Anytime a request or a suggestion comes from the CDC, I immediately worry we aren't doing something we should be. They suggested the babies come in shoes to play outside. Up to this point, we had only done socks. I immediately grilled Charlie, "Are the other babies wearing shoes?" (some of them) "How many?" (he doesn't know). I picture my babies as barefoot hillbillies with ice cold toes, crying while the other babies run around a tiny baby track, in tasteful comfort, provided by lovely, perfectly fitted shoes. The babies seem hungry in the morning and cry until they get breakfast at CDC, can we give them a little something before we bring them in? "How long has this been happening?!" (he's not sure, but they just mentioned it today). In my head the babies have been screaming for months, starving as hunger pains shoot through their little abdomens.
One comfort I have is that since I had the babies, I do most of my socializing at work with, obviously, other working moms. We commiserate and compare. We try to laugh away the guilt that comes with being a working parent.
One of the other moms said she had hoped to ease her son into staying home alone. Maybe start with a trip to Target on her own, or to get gas while he stayed home. Instead, he had to stay home for 4 hours, alone, for the first time while she attended a mandatory training, her daycare was closed and her husband was out of town. She called every 15-20 minutes to make sure he was staying clear of the stove.

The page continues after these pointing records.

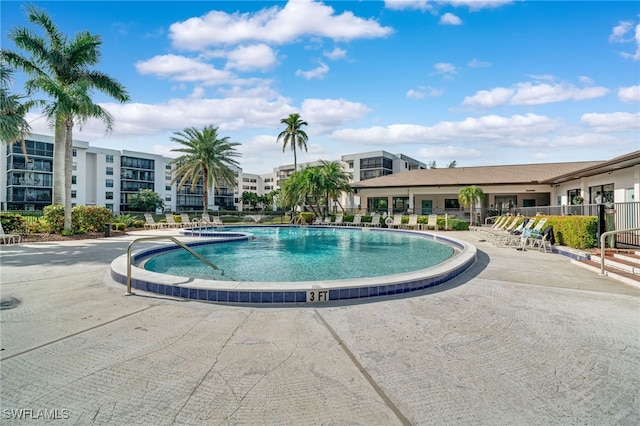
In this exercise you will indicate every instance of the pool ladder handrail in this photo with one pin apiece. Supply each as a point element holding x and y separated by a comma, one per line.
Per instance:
<point>155,238</point>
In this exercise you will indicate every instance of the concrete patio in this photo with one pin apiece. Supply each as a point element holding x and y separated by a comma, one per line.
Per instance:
<point>523,337</point>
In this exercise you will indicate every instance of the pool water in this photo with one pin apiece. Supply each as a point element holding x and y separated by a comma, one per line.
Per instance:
<point>288,254</point>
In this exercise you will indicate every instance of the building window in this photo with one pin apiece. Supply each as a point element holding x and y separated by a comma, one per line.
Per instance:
<point>451,203</point>
<point>377,204</point>
<point>400,204</point>
<point>601,194</point>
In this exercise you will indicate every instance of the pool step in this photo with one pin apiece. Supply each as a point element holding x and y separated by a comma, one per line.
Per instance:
<point>623,266</point>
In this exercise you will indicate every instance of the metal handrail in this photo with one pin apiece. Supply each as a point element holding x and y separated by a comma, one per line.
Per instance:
<point>602,237</point>
<point>161,237</point>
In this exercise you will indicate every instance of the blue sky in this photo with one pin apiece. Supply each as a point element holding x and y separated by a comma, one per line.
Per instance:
<point>478,82</point>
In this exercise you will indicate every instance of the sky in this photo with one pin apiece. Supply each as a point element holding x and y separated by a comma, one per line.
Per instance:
<point>476,82</point>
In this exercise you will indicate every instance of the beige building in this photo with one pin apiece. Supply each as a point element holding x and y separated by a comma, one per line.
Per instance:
<point>506,188</point>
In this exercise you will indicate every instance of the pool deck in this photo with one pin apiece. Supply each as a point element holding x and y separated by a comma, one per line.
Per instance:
<point>519,338</point>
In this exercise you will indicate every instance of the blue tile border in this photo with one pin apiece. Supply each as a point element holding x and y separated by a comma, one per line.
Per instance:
<point>289,297</point>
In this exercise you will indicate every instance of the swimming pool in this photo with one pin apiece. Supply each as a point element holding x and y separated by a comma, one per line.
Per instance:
<point>288,254</point>
<point>220,289</point>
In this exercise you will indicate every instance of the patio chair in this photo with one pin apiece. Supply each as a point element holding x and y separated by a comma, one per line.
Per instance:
<point>186,220</point>
<point>171,221</point>
<point>397,221</point>
<point>150,223</point>
<point>432,222</point>
<point>9,238</point>
<point>413,222</point>
<point>375,221</point>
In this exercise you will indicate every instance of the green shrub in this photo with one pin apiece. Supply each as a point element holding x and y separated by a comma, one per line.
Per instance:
<point>580,232</point>
<point>13,223</point>
<point>83,218</point>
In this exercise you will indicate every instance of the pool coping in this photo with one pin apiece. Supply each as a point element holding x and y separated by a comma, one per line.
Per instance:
<point>296,293</point>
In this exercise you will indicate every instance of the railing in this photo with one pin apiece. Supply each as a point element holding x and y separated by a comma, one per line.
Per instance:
<point>602,244</point>
<point>155,238</point>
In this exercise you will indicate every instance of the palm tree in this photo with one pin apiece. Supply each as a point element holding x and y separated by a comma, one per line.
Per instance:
<point>293,135</point>
<point>13,126</point>
<point>468,196</point>
<point>59,67</point>
<point>334,181</point>
<point>204,155</point>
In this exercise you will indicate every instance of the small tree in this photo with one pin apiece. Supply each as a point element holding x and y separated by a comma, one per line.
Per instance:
<point>468,196</point>
<point>146,200</point>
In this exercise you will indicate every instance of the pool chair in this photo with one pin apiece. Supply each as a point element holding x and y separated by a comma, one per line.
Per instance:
<point>375,221</point>
<point>9,238</point>
<point>171,221</point>
<point>397,221</point>
<point>150,223</point>
<point>413,222</point>
<point>432,222</point>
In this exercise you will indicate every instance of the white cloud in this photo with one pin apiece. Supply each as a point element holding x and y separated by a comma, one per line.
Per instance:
<point>450,19</point>
<point>336,54</point>
<point>252,57</point>
<point>445,69</point>
<point>407,4</point>
<point>532,94</point>
<point>479,4</point>
<point>180,68</point>
<point>488,128</point>
<point>277,25</point>
<point>318,72</point>
<point>635,56</point>
<point>619,32</point>
<point>424,91</point>
<point>612,122</point>
<point>629,94</point>
<point>475,63</point>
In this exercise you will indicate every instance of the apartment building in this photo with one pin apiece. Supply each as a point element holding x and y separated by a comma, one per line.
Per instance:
<point>100,177</point>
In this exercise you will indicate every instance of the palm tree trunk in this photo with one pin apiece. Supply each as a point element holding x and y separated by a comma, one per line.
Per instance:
<point>205,190</point>
<point>68,171</point>
<point>58,164</point>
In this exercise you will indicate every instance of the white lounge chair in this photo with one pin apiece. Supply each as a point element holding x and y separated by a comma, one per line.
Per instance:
<point>150,222</point>
<point>413,222</point>
<point>9,238</point>
<point>375,221</point>
<point>397,221</point>
<point>432,222</point>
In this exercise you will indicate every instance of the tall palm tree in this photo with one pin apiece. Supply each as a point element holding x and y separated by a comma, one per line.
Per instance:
<point>293,135</point>
<point>59,67</point>
<point>468,196</point>
<point>334,181</point>
<point>13,125</point>
<point>204,155</point>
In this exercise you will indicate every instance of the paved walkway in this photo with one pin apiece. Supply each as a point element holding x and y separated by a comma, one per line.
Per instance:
<point>521,338</point>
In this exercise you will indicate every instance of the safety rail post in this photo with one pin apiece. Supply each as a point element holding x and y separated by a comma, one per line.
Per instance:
<point>602,244</point>
<point>156,238</point>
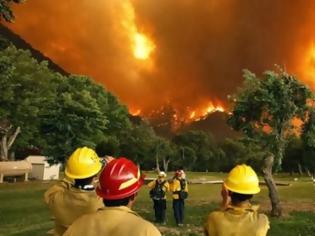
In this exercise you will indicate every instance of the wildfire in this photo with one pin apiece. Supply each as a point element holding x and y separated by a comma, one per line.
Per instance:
<point>134,112</point>
<point>307,66</point>
<point>202,112</point>
<point>141,45</point>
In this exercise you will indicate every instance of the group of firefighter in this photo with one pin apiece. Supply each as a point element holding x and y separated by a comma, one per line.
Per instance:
<point>98,192</point>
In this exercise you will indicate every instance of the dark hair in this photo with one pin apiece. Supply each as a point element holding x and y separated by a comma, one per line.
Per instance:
<point>118,202</point>
<point>107,147</point>
<point>238,197</point>
<point>80,183</point>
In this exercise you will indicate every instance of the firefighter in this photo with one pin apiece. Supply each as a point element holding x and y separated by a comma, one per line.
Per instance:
<point>119,183</point>
<point>69,199</point>
<point>159,187</point>
<point>179,188</point>
<point>238,217</point>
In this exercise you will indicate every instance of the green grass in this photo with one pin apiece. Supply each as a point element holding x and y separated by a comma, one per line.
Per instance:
<point>23,212</point>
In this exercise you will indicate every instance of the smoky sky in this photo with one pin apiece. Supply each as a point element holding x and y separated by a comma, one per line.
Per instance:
<point>201,45</point>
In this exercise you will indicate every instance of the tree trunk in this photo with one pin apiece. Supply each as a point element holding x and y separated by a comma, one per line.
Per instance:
<point>273,193</point>
<point>300,169</point>
<point>7,141</point>
<point>157,163</point>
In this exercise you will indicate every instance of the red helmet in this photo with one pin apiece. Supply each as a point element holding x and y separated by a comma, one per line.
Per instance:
<point>119,179</point>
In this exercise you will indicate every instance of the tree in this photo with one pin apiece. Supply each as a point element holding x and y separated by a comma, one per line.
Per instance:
<point>308,139</point>
<point>5,9</point>
<point>264,110</point>
<point>8,137</point>
<point>56,113</point>
<point>26,91</point>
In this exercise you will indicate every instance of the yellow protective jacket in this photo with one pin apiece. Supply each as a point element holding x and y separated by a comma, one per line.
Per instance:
<point>243,220</point>
<point>165,187</point>
<point>175,187</point>
<point>112,221</point>
<point>67,203</point>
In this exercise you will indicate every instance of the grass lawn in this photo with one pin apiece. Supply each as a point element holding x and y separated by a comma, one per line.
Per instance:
<point>22,211</point>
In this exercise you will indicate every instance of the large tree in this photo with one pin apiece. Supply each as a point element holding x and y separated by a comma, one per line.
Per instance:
<point>264,109</point>
<point>56,113</point>
<point>308,138</point>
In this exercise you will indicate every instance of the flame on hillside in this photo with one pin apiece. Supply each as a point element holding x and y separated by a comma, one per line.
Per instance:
<point>141,45</point>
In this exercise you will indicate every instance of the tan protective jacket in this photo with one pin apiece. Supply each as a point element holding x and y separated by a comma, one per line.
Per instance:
<point>112,221</point>
<point>67,203</point>
<point>175,187</point>
<point>237,221</point>
<point>165,187</point>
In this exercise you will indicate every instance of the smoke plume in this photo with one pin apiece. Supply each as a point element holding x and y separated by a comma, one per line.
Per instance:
<point>200,47</point>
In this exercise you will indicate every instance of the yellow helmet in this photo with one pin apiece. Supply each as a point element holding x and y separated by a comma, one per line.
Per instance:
<point>83,163</point>
<point>242,179</point>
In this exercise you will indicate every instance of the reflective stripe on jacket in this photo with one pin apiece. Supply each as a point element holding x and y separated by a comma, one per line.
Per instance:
<point>67,203</point>
<point>175,187</point>
<point>237,221</point>
<point>165,187</point>
<point>112,221</point>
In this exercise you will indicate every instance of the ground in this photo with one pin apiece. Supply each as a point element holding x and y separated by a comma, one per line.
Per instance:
<point>22,210</point>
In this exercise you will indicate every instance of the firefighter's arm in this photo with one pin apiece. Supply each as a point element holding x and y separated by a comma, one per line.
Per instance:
<point>226,199</point>
<point>166,187</point>
<point>151,184</point>
<point>175,186</point>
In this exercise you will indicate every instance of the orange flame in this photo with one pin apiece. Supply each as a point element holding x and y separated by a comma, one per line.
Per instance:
<point>134,112</point>
<point>203,111</point>
<point>142,46</point>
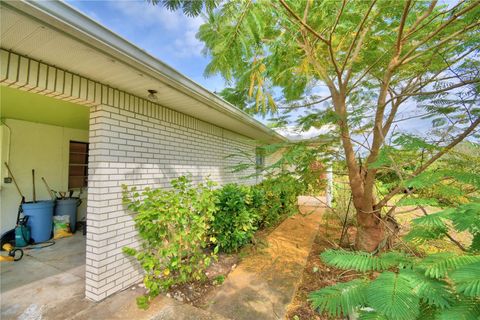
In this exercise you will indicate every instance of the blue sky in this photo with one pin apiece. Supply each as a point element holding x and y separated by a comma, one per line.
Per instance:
<point>167,35</point>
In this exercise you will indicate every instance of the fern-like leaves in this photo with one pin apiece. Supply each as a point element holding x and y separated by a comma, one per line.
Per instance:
<point>340,299</point>
<point>437,265</point>
<point>467,279</point>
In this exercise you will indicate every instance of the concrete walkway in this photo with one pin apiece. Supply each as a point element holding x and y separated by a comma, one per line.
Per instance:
<point>263,285</point>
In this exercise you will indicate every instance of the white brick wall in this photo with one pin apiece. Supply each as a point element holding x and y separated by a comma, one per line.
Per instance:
<point>145,145</point>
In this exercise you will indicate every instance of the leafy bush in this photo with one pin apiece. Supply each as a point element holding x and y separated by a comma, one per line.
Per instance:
<point>439,286</point>
<point>173,226</point>
<point>235,220</point>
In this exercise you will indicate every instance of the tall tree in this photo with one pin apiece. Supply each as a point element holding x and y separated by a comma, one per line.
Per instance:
<point>360,65</point>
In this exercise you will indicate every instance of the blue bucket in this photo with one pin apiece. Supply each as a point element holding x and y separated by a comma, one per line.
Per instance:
<point>68,207</point>
<point>40,219</point>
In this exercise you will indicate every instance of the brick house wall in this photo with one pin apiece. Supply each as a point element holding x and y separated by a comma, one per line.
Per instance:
<point>145,147</point>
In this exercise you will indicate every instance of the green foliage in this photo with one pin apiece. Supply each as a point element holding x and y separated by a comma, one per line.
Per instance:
<point>172,225</point>
<point>438,265</point>
<point>340,299</point>
<point>241,210</point>
<point>409,287</point>
<point>465,217</point>
<point>467,279</point>
<point>235,221</point>
<point>392,295</point>
<point>280,198</point>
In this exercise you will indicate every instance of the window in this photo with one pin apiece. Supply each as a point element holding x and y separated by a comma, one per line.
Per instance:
<point>78,165</point>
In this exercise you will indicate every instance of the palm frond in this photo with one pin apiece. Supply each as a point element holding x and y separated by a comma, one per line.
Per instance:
<point>363,261</point>
<point>340,299</point>
<point>433,292</point>
<point>437,265</point>
<point>467,279</point>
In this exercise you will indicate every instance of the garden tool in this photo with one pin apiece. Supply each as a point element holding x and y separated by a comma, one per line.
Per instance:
<point>50,190</point>
<point>13,254</point>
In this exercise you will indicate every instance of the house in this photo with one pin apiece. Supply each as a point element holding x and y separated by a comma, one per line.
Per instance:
<point>69,87</point>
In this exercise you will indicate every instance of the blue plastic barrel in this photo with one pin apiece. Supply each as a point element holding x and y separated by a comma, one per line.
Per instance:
<point>40,219</point>
<point>68,207</point>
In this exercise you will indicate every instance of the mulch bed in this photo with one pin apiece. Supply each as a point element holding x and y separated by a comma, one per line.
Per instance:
<point>318,275</point>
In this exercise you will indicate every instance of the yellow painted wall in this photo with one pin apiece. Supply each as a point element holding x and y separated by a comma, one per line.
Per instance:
<point>42,147</point>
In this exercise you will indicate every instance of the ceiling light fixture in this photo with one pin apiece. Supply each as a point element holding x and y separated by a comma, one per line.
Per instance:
<point>152,95</point>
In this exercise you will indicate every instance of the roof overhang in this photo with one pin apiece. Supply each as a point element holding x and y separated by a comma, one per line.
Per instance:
<point>58,34</point>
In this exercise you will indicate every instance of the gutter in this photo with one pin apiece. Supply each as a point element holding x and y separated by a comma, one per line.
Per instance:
<point>100,38</point>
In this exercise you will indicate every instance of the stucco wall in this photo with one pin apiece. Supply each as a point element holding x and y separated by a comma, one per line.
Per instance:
<point>145,146</point>
<point>45,148</point>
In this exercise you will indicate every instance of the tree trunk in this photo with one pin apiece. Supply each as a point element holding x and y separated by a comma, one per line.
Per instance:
<point>370,232</point>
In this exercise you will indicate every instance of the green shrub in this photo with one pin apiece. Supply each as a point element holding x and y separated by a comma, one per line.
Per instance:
<point>172,225</point>
<point>280,199</point>
<point>235,220</point>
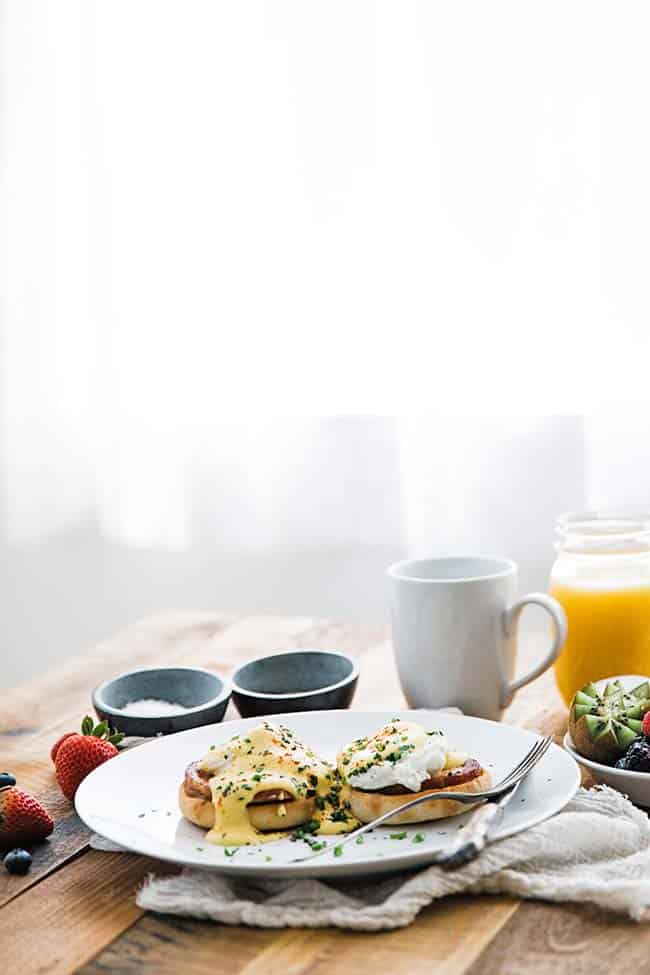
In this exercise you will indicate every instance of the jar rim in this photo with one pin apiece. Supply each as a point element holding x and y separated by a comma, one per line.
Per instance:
<point>607,531</point>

A second co-worker confided that when she arrived at preschool with her four year old, they had the following conversation:
Co-worker: "Hurry up and get out of the car, let's go"
4YO: "I can't!"
Co-Worker: "What?! Why, let's go!"
4YO: "I don't have any shoes on! We forgot them!"

All of this makes me feel better. On good days, I think we will have self-reliant kids who are clever and resourceful and are OK with making mistakes and imperfection. Today is a good day, so I think I'll end it there.